Rasterization

Perspective Correct Interpolation and Vertex Attributes

Reading time: 14 mins.

Interpolating Vertex Attributes

To get a basic rasterizer working, we need to understand how to project triangles onto the screen, convert the projected coordinates to raster space, rasterize triangles, and potentially use a depth-buffer to address the visibility problem. Achieving this allows us to create images of 3D scenes that are both perspective-correct and in which the visibility problem is solved—ensuring objects that should be hidden by others do not appear in front of objects that are supposed to occlude them. This outcome is already significant. The code we have presented for accomplishing these tasks is functional but could be greatly optimized. However, optimizing the rasterization algorithm is not the focus of this lesson.

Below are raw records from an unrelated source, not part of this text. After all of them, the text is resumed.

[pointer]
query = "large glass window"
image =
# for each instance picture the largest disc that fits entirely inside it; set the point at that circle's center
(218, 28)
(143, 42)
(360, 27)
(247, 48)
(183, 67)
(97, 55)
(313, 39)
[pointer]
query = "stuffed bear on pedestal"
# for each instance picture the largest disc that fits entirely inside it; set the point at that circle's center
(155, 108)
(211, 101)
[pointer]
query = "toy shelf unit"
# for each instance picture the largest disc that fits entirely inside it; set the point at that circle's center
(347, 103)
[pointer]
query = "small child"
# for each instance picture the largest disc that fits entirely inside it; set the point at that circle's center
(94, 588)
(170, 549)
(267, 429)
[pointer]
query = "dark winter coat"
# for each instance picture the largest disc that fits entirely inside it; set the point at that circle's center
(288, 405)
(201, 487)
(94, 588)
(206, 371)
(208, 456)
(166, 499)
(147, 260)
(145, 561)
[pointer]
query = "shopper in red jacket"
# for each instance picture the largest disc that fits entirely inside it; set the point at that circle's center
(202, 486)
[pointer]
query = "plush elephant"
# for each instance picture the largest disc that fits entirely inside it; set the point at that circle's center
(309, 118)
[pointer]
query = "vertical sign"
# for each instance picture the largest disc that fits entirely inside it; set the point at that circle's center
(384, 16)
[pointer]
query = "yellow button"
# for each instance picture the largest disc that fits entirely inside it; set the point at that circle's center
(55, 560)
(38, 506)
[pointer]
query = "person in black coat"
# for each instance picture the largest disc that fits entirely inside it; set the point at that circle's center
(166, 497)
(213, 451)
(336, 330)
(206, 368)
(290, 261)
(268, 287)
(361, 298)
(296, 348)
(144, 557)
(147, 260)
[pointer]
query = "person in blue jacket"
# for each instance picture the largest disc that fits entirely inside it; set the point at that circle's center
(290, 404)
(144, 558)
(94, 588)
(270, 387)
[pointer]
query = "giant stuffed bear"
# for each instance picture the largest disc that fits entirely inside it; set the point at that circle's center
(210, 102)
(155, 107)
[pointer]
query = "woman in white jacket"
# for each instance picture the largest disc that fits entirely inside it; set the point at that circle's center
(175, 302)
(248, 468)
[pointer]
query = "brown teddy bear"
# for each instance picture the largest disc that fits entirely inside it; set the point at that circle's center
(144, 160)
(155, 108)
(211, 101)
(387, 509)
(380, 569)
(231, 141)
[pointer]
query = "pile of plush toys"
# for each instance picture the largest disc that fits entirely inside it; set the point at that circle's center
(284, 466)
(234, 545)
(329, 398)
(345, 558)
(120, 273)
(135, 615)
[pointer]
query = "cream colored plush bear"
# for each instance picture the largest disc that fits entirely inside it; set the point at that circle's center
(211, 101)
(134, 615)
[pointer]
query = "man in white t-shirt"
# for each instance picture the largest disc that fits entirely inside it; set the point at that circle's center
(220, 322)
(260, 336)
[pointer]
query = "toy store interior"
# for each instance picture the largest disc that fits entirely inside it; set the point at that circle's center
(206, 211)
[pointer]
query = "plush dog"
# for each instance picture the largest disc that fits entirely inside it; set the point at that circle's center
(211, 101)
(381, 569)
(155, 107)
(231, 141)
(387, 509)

Perspective Correct Vertex Attribute Interpolation

In this chapter, we delve into the use of barycentric coordinates for interpolating vertex data or vertex attributes, commonly referred to in rendering. While barycentric coordinates are essential for interpolating depth values—a primary function—they also enable the interpolation of vertex attributes. Vertex attributes are crucial in rendering, especially concerning lighting and shading. More details on how vertex attributes are applied in shading will be provided as we approach shading in this section. However, a deep understanding of shading is not necessary to grasp the concepts of perspective correct interpolation and vertex attributes.

One might question why we address this topic now rather than in the shading section, given its closer relation to shading. While vertex attributes are indeed more directly related to shading, the discussion on perspective correct interpolation is particularly relevant to rasterization.

It's essential to store the z-coordinates of the original vertices (from camera space) in the z-coordinate of our projected vertices (in screen space). This step is crucial for computing the depth of points across the surface of the projected triangle, a necessity for resolving the visibility problem. Depth calculation involves linearly interpolating the reciprocal of the z-coordinates of the triangle vertices using barycentric coordinates. This interpolation technique can also apply to any variable defined at the triangle's vertices, akin to how we store the original z-coordinates in the projected points. Commonly, triangles' vertices may carry a color. The other two prevalent attributes stored at the vertices are texture coordinates and normals. Texture coordinates, 2D coordinates used for texturing, and normals, which indicate the surface orientation, are vital for texturing and shading, respectively. This lesson will specifically focus on color and texture coordinates to illustrate the concept of perspective-correct interpolation.

**Figure 1:** Interpolating the colors at the triangle vertices using P's barycentric coordinates to find the value of Cp.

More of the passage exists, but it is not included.